When they asked the dad if he heard the helicopter, etc.. he said, "Yeah, but I didn't think anything of it" because he obviously didn't listed to the description of the kid sitting right in his apartment. Sad, huh?
We hunkered down the rest of the day, and watched Kung Fu Panda at Jared's school that night. Lukas was ever so ready to help with anything, feeling guilty about the whole thing. I could tell he was feeling pretty badly about what happened, and asked him if that's why he was volunteering to do so many extra things to help. He said yes and I told him I forgive him, and to never ever ever go in anyone's house again. It was a rough day. At one point he asked innocently, Mama, can you please not cry anymore? Ahhhh, rough day.
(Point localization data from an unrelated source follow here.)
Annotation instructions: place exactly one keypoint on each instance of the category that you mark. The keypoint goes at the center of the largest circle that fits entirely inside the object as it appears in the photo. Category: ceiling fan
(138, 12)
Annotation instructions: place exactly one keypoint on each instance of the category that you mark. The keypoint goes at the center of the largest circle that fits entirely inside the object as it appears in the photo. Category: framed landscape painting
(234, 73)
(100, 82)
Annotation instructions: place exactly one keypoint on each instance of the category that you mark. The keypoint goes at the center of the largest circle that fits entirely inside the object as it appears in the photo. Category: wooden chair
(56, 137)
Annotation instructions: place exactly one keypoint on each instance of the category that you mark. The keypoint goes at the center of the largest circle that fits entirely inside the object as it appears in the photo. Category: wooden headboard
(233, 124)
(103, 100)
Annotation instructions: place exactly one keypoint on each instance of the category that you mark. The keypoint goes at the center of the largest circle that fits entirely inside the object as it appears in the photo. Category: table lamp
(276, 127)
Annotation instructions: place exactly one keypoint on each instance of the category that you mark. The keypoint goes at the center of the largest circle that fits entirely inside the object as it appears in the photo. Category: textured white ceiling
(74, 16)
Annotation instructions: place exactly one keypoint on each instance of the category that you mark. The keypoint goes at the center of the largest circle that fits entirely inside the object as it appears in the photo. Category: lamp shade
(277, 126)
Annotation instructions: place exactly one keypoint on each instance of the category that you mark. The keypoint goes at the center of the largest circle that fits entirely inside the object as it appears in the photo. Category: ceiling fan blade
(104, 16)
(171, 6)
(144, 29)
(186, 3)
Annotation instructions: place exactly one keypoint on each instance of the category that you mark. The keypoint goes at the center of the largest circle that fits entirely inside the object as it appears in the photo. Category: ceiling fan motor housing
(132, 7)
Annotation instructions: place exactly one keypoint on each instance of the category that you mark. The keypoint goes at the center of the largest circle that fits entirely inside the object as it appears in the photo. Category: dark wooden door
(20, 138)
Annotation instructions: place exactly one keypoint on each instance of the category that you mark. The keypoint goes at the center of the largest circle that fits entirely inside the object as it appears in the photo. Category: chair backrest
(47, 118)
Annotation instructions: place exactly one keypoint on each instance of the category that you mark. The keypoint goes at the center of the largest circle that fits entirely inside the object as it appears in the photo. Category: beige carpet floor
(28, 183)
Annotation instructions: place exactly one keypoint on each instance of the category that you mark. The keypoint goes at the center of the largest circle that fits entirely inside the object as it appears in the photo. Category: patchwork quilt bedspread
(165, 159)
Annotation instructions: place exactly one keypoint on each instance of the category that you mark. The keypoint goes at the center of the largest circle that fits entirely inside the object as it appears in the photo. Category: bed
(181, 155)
The next morning, we brought the maintenance guys a plate of cookies and a picture that Lukas drew of them looking for him, and told everyone thank you for helping.




And... I stop by Caesar's house to talk to the dad, just to be clear that I have his number and he has mine, and that if ever a kid is in his house when he wakes up to send them out. And guess what... I hear his daughter Jasmine playing. And he never answered the door.

He was probably sleeping.  ARHGHH!!



2 comments:

Jeri said...

Oly Moly!! Talk about scary! Lukas is way too precious a little boy to even imagine him missing! Super scary for mom and dad! Definitely goes down as scariest morning ever! I'm so glad that this story has a happy ending! Lukas, Grandma & Grandpa Meredith love you sooo much and are very glad that you are safe and sound!

JAM said...

Sorry to hear you had to experience such a scary thing. Extremely grateful to know that all is well and he was found safe and sound. My heart starts pounding every time Michael doesn't answer back when we call for him but that has only lasted for 5 or 10 minutes at the most and he comes running out from what ever far corner of the complex he was playing in and we talk to him about staying close to our building so he can here his dads whistle. Couldn't even imagine how awful scary it would be to not know where my kid was at for two and a half hours. We love your guys and again we are extremely happy that everybody is safe and sound.